La disolución se justificó en la «crisis financiera nacional», pero digamos la posta: no es solo que falte plata, es que el modelo de Sociedad del Estado para el cannabis nació viejo. En un país con recesión profunda y cadenas de pago rotas, sostener una estructura autónoma, con gastos fijos de empresa privada pero con tiempos de respuesta de oficina pública, era una misión inviable. El Estado comprendió que no puede ser el capitán de cada barco si el mercado mundial ya maduró y se transformó en un commodity. El decreto lo admite con una honestidad brutal: hoy es más ágil y económico apoyarse en la eficiencia del sector privado o la importación que intentar producir bajo una estructura estatal pesada que nunca pudo saltar la barrera de lo experimental.
Este movimiento no es un incendio total sino, quizás, un traslado de muebles. Al integrar el capital humano y los recursos técnicos bajo el techo de la Biofábrica, el Gobierno intenta salvar la ropa: el personal científico y la maquinaria. Es una maniobra para que el capital intelectual no se pierda y se concentre en un lugar que sí ha demostrado robustez técnica. La Biofábrica es el lugar lógico para que el cannabis misionero deje de ser tan solo un proyecto político y pase a ser lo que siempre debió ser: biotecnología aplicada. A esto se le suma el «empujón» del DNU 70/2023, que le quitó el piso legal a las Sociedades del Estado. Sin ese ecosistema propio, Misio-Pharma se quedó pedaleando en el aire, y liquidar ahora resultó más barato que intentar una reconversión legal que no iba a ningún lado.

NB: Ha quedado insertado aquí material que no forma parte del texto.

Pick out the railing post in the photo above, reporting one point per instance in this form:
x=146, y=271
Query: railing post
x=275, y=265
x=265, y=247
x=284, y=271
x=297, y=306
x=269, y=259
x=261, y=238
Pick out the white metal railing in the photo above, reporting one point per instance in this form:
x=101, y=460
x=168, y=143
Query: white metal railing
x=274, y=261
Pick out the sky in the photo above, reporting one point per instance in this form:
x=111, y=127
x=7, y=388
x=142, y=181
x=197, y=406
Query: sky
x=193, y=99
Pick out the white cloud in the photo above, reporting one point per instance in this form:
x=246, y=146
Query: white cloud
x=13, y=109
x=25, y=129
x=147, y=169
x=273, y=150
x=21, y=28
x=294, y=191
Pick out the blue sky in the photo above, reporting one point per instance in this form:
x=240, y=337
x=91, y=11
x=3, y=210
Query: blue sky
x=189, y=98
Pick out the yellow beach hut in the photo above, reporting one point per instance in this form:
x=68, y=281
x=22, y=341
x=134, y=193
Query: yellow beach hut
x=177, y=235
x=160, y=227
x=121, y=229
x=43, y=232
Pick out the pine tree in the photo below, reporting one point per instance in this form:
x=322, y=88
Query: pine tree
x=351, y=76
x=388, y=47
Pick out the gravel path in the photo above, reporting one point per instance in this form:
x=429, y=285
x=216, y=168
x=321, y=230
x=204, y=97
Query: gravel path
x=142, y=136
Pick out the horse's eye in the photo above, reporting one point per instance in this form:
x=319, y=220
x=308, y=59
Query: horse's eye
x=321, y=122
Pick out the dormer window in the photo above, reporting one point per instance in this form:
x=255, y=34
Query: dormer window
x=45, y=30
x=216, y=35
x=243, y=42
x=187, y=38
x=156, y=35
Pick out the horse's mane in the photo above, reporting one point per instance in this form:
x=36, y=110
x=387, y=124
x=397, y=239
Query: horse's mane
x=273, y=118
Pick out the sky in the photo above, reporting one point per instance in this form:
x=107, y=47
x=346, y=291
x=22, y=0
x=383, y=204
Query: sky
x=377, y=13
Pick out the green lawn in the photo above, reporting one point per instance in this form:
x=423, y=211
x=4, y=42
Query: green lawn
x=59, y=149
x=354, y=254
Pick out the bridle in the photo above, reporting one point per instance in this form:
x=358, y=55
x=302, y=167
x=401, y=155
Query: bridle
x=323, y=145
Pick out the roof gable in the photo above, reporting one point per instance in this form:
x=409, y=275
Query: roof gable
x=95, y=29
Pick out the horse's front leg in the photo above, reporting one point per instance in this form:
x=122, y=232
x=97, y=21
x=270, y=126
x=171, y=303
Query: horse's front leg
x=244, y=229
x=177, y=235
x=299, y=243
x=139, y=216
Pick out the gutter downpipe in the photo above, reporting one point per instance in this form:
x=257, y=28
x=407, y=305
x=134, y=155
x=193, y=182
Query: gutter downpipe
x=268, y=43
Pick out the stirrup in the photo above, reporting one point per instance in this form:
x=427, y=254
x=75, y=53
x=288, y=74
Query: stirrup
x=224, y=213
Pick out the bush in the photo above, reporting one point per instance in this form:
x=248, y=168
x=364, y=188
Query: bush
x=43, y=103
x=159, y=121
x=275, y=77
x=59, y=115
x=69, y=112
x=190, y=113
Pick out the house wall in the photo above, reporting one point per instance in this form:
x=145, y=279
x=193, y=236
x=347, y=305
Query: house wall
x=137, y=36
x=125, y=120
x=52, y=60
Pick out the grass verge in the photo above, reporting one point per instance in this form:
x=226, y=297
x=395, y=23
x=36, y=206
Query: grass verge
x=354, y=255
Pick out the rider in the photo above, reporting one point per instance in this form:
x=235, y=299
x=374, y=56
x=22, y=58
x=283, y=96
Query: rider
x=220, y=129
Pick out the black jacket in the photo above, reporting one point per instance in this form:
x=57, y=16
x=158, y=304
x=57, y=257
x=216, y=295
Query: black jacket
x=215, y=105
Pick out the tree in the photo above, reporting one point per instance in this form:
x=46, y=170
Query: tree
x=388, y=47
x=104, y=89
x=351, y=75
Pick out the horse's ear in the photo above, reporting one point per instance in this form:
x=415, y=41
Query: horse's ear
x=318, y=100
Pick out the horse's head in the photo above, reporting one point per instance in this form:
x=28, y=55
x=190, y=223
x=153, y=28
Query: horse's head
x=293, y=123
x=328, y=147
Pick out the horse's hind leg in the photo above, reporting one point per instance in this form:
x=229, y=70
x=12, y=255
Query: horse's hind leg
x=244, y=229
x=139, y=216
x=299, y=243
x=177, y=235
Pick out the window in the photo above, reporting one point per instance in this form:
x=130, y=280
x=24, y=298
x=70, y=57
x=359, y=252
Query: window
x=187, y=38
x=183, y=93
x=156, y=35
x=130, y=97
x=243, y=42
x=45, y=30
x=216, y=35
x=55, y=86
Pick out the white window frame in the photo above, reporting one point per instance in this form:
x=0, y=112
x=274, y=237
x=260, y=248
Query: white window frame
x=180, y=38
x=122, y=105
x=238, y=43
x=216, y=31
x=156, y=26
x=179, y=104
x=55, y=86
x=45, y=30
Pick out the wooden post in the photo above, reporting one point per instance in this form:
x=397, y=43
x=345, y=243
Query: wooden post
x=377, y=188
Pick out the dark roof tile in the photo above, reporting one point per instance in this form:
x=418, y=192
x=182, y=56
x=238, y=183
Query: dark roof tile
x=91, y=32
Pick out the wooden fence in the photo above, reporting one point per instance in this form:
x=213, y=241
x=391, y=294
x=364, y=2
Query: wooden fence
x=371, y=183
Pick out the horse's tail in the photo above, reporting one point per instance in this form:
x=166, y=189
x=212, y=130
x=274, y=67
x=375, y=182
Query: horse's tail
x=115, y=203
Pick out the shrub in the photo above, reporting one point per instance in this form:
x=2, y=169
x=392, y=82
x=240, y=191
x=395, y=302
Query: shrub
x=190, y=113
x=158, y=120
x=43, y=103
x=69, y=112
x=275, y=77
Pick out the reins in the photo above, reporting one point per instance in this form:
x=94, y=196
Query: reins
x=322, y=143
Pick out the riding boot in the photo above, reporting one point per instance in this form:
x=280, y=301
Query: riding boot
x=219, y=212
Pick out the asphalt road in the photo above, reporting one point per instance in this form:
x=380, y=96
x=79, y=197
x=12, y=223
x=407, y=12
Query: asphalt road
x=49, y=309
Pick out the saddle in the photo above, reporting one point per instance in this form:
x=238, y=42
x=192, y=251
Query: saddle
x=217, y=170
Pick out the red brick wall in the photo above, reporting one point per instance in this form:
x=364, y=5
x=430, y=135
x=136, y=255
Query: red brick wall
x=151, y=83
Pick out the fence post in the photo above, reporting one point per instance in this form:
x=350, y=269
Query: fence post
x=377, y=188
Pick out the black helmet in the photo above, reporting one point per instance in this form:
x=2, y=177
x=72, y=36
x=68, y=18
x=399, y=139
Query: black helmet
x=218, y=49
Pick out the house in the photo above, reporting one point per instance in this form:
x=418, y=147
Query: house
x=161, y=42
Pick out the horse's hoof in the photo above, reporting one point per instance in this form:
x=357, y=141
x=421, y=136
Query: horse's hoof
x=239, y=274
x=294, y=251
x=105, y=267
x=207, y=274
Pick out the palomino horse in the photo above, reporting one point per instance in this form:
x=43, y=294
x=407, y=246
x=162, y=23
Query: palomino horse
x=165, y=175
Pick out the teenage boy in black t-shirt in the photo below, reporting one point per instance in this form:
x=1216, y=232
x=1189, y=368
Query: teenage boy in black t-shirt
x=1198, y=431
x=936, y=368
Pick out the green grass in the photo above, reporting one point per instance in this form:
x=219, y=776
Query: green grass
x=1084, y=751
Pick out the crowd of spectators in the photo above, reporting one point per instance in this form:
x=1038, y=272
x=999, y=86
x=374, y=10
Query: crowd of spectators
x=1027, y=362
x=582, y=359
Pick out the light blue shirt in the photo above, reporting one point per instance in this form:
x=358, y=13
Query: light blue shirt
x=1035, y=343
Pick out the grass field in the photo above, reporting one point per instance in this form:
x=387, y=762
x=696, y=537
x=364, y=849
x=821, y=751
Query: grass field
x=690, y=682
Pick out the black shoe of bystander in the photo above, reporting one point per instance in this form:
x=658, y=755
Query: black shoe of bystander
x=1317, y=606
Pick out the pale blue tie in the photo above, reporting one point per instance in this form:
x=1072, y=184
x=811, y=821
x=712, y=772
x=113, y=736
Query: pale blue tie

Este cierre de etapa nos obliga a levantar la mirada y buscar un punto de encuentro. Si el Estado se corre del centro de la escena productiva, es el momento ideal para definir una posición clara que integre al sector público con la fuerza del colono misionero y la resiliencia de los actores privados. No podemos permitir que la biotecnología se quede encerrada en laboratorios mientras el potencial de nuestras chacras sigue esperando una oportunidad. Necesitamos que la infraestructura de la Biofábrica se convierta en un puente técnico que empodere al productor real, integrando a los clubes de cultivo y a los emprendedores que ya demostraron saber cómo mover la tierra incluso en los contextos más adversos.
Es momento de dejar de operar en compartimentos estancos. La liquidación de Misio-Pharma no tiene por qué ser un fracaso si sabemos convertirla en una transición hacia una sinergia real. El Estado ya cumplió una etapa; ahora le toca asumir un rol de facilitador y garante de un estándar de calidad que incluya a todos. Por eso, desde Pango lanzamos la propuesta: ¿No es este el momento adecuado para legislar de forma inteligente, acertada y con visión futura? Misiones tiene la oportunidad de construir un puente sólido entre el conocimiento científico de la Biofábrica, el empuje de las chacras y la agilidad del sector privado. Solo con una ley que brinde seguridad jurídica y que integre a todos los actores, el cannabis dejará de ser un deseo de escritorio para transformarse en el motor económico que nuestra provincia merece.